The reduction of methane emissions, especially in the oil and gas (O&G) industry, serves as a cost-effective method to decrease greenhouse gases (GHGs), increase energy security, enhance economic growth, and improve air quality and worker safety. Large-scale patterns of natural and anthropogenic methane emissions have been detected with public, low-resolution satellites [1]. Another approach is to perform measurements and quantification using aircraft [2]; [3]; [4]. However, methane emissions associated with anthropogenic activities tend to derive from many relatively small point sources [5]. For this, GHGSat, a private company headquartered in Canada, pioneered the use of high-resolution satellites to monitor methane emissions directly from different sectors worldwide, including the O&G assets. In addition, the company mounted the instrument in a light aircraft flying 150 times closer to the ground than the satellites. The primary instrument is a spectrometer operating in the short-wave infrared (SWIR), based on a Wide-Angle Fixed-cavity Fabry-Pérot (WAF-P) interferometer. This instrument provides imagery – from either space or the air - along with spectroscopic information on gas abundances of targets on the ground. The analysis of these data revolves around the amount of light absorbed by methane gas, which has been found to occur at specific wavelengths of the SWIR spectral range of 1600-1700 nanometers. The objective of this paper is to review results from these instruments deployed at approximately 500 kilometers (310 miles) and 2 kilometers (1.25 miles) in altitude. In addition, a discussion related to the unique advantages offered by using the same instrument at two different altitudes is presented.
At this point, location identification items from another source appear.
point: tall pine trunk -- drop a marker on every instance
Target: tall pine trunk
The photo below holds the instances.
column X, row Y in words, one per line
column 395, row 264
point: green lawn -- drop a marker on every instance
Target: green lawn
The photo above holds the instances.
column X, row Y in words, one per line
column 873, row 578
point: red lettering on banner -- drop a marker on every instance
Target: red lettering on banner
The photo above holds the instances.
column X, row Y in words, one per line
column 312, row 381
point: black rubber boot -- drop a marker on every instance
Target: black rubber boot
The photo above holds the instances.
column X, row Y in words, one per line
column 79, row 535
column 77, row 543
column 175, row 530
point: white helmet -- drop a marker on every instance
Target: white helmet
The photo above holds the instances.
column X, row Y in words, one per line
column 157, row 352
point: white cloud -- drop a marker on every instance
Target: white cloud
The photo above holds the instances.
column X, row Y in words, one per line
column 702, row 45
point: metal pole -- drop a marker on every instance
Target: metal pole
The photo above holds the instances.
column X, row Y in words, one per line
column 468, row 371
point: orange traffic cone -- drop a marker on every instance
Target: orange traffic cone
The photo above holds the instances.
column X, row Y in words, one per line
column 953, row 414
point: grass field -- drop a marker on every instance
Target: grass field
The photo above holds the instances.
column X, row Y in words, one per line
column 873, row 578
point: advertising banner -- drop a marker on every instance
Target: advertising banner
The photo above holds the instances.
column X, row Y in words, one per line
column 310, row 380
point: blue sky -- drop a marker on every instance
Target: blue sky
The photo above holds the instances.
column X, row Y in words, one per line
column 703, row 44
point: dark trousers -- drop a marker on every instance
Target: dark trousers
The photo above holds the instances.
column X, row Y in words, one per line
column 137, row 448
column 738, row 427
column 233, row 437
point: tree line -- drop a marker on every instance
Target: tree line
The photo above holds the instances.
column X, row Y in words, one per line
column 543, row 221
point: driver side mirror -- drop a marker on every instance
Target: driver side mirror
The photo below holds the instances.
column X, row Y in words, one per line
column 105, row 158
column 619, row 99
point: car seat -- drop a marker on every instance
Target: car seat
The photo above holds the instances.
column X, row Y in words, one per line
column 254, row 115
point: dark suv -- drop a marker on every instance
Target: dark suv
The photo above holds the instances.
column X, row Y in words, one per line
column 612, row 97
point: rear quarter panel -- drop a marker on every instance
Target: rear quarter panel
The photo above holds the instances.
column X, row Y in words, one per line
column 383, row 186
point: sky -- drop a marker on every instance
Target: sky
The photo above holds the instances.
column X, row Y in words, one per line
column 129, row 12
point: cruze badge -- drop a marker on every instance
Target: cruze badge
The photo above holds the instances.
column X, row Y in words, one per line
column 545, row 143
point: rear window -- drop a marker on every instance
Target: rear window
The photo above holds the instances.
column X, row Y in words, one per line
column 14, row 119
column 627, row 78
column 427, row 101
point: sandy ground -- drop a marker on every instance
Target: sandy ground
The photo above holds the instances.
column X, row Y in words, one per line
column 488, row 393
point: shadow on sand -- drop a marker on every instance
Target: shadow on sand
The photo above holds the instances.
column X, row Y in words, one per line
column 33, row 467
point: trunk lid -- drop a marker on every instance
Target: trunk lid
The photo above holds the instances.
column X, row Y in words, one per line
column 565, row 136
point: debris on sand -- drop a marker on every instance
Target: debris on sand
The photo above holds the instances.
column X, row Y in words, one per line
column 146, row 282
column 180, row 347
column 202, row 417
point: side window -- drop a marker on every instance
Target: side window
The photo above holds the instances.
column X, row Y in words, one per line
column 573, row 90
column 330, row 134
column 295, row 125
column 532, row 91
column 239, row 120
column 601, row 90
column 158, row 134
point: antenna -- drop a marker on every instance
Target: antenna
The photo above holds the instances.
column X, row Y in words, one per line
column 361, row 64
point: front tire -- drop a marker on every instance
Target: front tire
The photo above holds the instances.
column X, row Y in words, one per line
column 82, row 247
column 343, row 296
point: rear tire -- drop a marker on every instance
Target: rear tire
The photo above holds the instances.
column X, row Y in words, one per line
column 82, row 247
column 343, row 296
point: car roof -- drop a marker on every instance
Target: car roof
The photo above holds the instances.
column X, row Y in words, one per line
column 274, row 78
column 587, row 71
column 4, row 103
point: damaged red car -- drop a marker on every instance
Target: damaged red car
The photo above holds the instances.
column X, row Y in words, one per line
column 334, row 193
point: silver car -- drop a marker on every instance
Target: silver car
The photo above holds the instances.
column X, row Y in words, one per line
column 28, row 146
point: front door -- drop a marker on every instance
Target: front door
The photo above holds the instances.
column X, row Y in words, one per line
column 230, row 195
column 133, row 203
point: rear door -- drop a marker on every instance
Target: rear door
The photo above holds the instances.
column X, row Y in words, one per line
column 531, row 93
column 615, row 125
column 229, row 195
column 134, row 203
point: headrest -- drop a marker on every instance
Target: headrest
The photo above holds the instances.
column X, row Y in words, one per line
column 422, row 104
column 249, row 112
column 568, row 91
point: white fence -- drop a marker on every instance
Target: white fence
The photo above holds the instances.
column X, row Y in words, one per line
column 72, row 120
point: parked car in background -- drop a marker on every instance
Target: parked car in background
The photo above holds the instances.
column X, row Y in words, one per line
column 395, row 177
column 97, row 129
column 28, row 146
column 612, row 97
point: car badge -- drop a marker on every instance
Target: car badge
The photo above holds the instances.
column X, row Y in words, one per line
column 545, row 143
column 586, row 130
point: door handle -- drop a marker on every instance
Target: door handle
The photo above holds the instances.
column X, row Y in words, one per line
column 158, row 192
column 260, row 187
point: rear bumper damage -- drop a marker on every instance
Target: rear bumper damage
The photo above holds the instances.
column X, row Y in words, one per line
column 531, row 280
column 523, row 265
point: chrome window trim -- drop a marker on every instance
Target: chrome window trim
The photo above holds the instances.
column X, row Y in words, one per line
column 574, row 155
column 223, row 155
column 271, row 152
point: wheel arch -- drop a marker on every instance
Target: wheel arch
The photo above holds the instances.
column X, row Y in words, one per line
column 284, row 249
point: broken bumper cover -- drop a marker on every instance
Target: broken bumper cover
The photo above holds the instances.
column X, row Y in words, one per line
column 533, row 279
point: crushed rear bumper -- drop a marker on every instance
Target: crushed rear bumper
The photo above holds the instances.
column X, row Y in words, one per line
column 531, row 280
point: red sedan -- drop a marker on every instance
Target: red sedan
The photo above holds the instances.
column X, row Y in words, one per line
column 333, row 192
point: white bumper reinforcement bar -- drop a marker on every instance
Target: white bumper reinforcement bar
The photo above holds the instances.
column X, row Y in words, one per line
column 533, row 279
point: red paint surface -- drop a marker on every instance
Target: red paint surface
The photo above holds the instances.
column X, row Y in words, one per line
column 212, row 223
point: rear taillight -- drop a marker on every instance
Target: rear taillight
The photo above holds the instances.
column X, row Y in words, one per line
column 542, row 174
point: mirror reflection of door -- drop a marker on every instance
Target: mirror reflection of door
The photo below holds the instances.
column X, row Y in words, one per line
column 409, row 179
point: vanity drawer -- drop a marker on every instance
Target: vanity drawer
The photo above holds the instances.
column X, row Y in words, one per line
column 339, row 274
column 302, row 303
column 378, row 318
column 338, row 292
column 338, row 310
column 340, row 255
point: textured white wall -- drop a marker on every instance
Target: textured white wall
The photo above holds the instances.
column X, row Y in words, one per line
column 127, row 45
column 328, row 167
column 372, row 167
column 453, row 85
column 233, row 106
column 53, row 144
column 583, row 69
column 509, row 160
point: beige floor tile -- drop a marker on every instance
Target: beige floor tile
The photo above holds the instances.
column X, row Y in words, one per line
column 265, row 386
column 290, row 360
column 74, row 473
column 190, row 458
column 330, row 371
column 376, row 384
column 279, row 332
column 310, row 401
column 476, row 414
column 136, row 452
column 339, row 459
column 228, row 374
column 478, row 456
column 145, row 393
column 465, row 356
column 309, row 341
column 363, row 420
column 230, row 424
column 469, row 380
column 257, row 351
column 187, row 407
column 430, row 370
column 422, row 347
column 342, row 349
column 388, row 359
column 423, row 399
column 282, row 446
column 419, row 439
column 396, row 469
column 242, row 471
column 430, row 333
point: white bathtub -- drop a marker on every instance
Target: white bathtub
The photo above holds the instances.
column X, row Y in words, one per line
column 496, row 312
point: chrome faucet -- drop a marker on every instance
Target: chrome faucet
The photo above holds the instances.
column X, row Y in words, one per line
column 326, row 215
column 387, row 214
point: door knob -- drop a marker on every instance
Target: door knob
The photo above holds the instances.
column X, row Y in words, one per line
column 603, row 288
Methane, the simplest alkane and main constituent of natural gas, is a potent greenhouse gas that contributes to about one-third of today's anthropogenic greenhouse gas (GHG) warming [6]. However, methane has a short residence time in the atmosphere when compared to the residence time of carbon dioxide (CO₂). Therefore, a reduction in methane emissions can efficiently have an impact in the shorter-term warming rate [7].